The trends driving this transition to Total RM are many, but perhaps the most obvious is the pressure to preserve asset value and to increase (or at least stabilize) profitability overall. Other trends include the evolution of the Internet (particularly Travel 2.0) and the convergence of technologies. Research indicates that one billion mobile devices were shipped worldwide in 2006 alone, and so the manner in which consumers research and purchase hotel stays is changing rapidly. The availability of extreme amounts of market intelligence data is also affecting the move toward Total RM—we are able to “slice and dice” data a thousand different ways. 

So what are some of the characteristics that define the Total RM phenomena?

 

  • Tracking contribution (profitability) by segment from a “total spend” perspective and including these metrics in the P&L.
  • Identifying the “net-net” rate level by extracting associated costs unique to that rate. These costs are typically divided into two categories—internal and external. An example of an external cost would be GDS fees and travel agent commissions. An example of an internal cost would be F&B expenses associated with a package offering or a “concierge floor” room.
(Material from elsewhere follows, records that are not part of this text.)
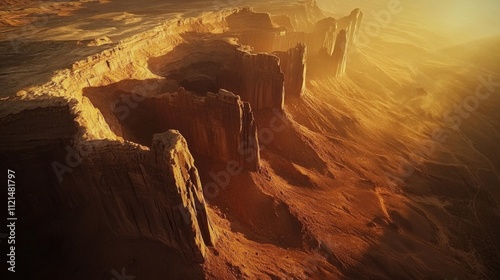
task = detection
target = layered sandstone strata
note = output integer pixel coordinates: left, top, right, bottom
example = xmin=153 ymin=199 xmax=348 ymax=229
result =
xmin=0 ymin=95 xmax=217 ymax=262
xmin=273 ymin=43 xmax=307 ymax=98
xmin=80 ymin=130 xmax=216 ymax=262
xmin=121 ymin=88 xmax=261 ymax=171
xmin=340 ymin=8 xmax=363 ymax=46
xmin=0 ymin=4 xmax=362 ymax=269
xmin=218 ymin=49 xmax=285 ymax=111
xmin=226 ymin=7 xmax=285 ymax=53
xmin=311 ymin=17 xmax=337 ymax=56
xmin=331 ymin=29 xmax=348 ymax=77
xmin=248 ymin=6 xmax=363 ymax=78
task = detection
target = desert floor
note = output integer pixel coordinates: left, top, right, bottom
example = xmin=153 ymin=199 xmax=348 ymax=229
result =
xmin=1 ymin=0 xmax=499 ymax=279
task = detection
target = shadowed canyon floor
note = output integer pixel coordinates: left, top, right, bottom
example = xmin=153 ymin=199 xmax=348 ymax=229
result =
xmin=1 ymin=0 xmax=499 ymax=279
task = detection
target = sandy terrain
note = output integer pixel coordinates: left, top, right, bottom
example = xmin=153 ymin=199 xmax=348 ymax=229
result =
xmin=1 ymin=0 xmax=499 ymax=279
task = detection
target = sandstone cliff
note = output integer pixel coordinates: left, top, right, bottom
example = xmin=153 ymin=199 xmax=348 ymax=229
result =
xmin=80 ymin=131 xmax=216 ymax=262
xmin=218 ymin=49 xmax=285 ymax=111
xmin=226 ymin=7 xmax=285 ymax=53
xmin=312 ymin=17 xmax=337 ymax=56
xmin=273 ymin=43 xmax=307 ymax=98
xmin=0 ymin=5 xmax=363 ymax=274
xmin=331 ymin=29 xmax=348 ymax=77
xmin=335 ymin=9 xmax=363 ymax=47
xmin=118 ymin=88 xmax=260 ymax=171
xmin=348 ymin=9 xmax=363 ymax=46
xmin=0 ymin=96 xmax=217 ymax=262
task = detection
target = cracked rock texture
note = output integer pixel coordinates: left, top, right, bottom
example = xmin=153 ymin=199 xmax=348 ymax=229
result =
xmin=122 ymin=88 xmax=261 ymax=171
xmin=80 ymin=130 xmax=216 ymax=262
xmin=273 ymin=43 xmax=307 ymax=98
xmin=218 ymin=49 xmax=285 ymax=111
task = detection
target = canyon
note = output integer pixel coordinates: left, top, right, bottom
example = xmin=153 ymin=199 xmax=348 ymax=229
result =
xmin=0 ymin=2 xmax=363 ymax=274
xmin=1 ymin=0 xmax=499 ymax=279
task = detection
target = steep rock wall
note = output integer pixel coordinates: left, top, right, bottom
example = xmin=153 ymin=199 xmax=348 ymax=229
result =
xmin=331 ymin=29 xmax=348 ymax=77
xmin=0 ymin=99 xmax=78 ymax=150
xmin=311 ymin=17 xmax=337 ymax=56
xmin=348 ymin=8 xmax=363 ymax=46
xmin=337 ymin=8 xmax=363 ymax=47
xmin=0 ymin=98 xmax=217 ymax=262
xmin=255 ymin=0 xmax=326 ymax=32
xmin=226 ymin=7 xmax=285 ymax=53
xmin=273 ymin=43 xmax=307 ymax=98
xmin=80 ymin=131 xmax=216 ymax=262
xmin=121 ymin=89 xmax=261 ymax=171
xmin=218 ymin=49 xmax=285 ymax=111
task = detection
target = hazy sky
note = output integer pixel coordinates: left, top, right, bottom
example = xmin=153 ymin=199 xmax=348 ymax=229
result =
xmin=316 ymin=0 xmax=500 ymax=41
xmin=414 ymin=0 xmax=500 ymax=37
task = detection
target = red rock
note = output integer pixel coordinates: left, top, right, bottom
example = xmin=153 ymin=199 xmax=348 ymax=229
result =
xmin=127 ymin=88 xmax=261 ymax=171
xmin=79 ymin=130 xmax=216 ymax=262
xmin=273 ymin=43 xmax=307 ymax=98
xmin=218 ymin=49 xmax=285 ymax=111
xmin=332 ymin=29 xmax=348 ymax=77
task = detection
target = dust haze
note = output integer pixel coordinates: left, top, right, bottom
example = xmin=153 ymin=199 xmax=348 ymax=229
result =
xmin=0 ymin=0 xmax=499 ymax=279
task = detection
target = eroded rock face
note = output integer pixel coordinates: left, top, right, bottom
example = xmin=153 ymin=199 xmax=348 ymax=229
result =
xmin=335 ymin=8 xmax=363 ymax=46
xmin=312 ymin=17 xmax=337 ymax=56
xmin=119 ymin=88 xmax=260 ymax=171
xmin=256 ymin=0 xmax=326 ymax=32
xmin=331 ymin=29 xmax=348 ymax=77
xmin=0 ymin=5 xmax=363 ymax=272
xmin=273 ymin=43 xmax=307 ymax=98
xmin=80 ymin=130 xmax=215 ymax=262
xmin=218 ymin=49 xmax=285 ymax=111
xmin=228 ymin=7 xmax=363 ymax=79
xmin=348 ymin=9 xmax=363 ymax=46
xmin=226 ymin=7 xmax=285 ymax=53
xmin=0 ymin=99 xmax=78 ymax=150
xmin=0 ymin=97 xmax=217 ymax=263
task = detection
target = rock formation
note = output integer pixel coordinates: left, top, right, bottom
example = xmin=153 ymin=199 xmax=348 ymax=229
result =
xmin=233 ymin=7 xmax=362 ymax=78
xmin=311 ymin=17 xmax=337 ymax=56
xmin=0 ymin=96 xmax=217 ymax=262
xmin=331 ymin=29 xmax=348 ymax=77
xmin=255 ymin=0 xmax=326 ymax=32
xmin=120 ymin=88 xmax=260 ymax=171
xmin=336 ymin=8 xmax=363 ymax=47
xmin=218 ymin=49 xmax=285 ymax=111
xmin=79 ymin=131 xmax=216 ymax=262
xmin=226 ymin=7 xmax=285 ymax=53
xmin=0 ymin=99 xmax=78 ymax=150
xmin=273 ymin=43 xmax=307 ymax=98
xmin=348 ymin=8 xmax=363 ymax=46
xmin=0 ymin=5 xmax=364 ymax=275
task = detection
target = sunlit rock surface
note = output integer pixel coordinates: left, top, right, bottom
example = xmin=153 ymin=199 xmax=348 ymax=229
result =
xmin=2 ymin=1 xmax=498 ymax=279
xmin=273 ymin=43 xmax=307 ymax=98
xmin=218 ymin=49 xmax=285 ymax=111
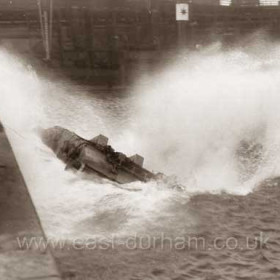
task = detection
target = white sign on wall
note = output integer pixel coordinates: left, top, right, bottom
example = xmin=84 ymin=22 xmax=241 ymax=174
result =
xmin=176 ymin=3 xmax=189 ymax=21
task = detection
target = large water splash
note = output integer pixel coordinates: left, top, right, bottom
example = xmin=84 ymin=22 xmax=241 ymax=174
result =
xmin=119 ymin=43 xmax=280 ymax=194
xmin=1 ymin=43 xmax=280 ymax=239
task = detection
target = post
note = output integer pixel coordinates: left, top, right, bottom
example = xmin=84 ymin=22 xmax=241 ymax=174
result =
xmin=44 ymin=10 xmax=50 ymax=60
xmin=37 ymin=0 xmax=46 ymax=51
xmin=37 ymin=0 xmax=52 ymax=61
xmin=49 ymin=0 xmax=53 ymax=54
xmin=176 ymin=1 xmax=190 ymax=48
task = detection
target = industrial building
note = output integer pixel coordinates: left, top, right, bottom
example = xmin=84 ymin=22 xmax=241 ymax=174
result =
xmin=0 ymin=0 xmax=280 ymax=83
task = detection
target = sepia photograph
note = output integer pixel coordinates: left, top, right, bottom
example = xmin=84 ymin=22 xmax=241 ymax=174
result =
xmin=0 ymin=0 xmax=280 ymax=279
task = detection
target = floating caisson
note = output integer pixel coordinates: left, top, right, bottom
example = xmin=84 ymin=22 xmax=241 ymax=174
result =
xmin=40 ymin=126 xmax=156 ymax=184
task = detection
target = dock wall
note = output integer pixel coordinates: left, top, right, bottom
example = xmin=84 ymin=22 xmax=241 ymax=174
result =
xmin=0 ymin=123 xmax=61 ymax=280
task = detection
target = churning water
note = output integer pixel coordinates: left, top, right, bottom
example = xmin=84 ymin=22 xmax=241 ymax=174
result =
xmin=1 ymin=44 xmax=280 ymax=279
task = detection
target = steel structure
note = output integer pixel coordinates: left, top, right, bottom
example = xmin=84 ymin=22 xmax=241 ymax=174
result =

The obvious advantage of knowing the “net-net” rate is being able to identify the most profitable rates as well as the most profitable market segments, room types, et cetera.
  • Tracking revenue per available room by room type by month to more clearly identify sub-optimal value propositions.
  • Greater reliance on detailed, drill-down displacement analysis to strategically select or deny business, including calculations on spend by revenue center.
  • Tracking upgrades methodically so that lost revenue opportunities are identified, monitored and mitigated.
  • Establishing a dynamic transient baseline that’s constantly updated. Many hotels use static and/or straight-lined baselines whereas a dynamic baseline approach is much more effective in optimizing demand. Updating the sales/catering system on a daily basis for close-in dates and weekly basis for medium and longer terms dates is easy to do.
  • Dynamic pricing of catering menus based on demand. This is a trend I’m seeing more and more and goes way beyond “holiday” pricing concepts. Soon static, printed banquet menus will be a thing of the past.
  • Forecasting catering demand in an unconstrained manner—this is based on tracking booking pace and turndowns to determine total demand in as detailed a manner as is done for rooms (based on availability, space not released, minimums not met, price resistance, et cetera).
  • Advanced menu engineering where price elasticity is frequently tested menu item by menu item.
  • Additional focus on F&B/catering metrics such as: 
                -ROGR (catering Revenue per Occupied Group Room)
                -RevPSF (Revenue per Square Foot),
                -ProPSF (Profit per Square Foot)
                -RevPASH (Revenue per Available Seat Hour)
  • Increased participation in F&B benchmark reports—although occupancy, average daily rate and RevPAR are the primary metrics tracked in benchmark reports, F&B statistics are getting more attention. This trend may be driven faster than expected due to the impact of Asia-Pacific hotels where F&B revenue and profit levels can exceed rooms’ division performance.

    This certainly is not a definitive list of the elements driving the Total RM trend. Suffice to say that if hotels are going to raise the bar in their RM efforts, it’s these types of initiatives that must be considered. And a Total RM approach is one of the best strategies to compete intelligently and create a competitive advantage in these fiercely competitive markets.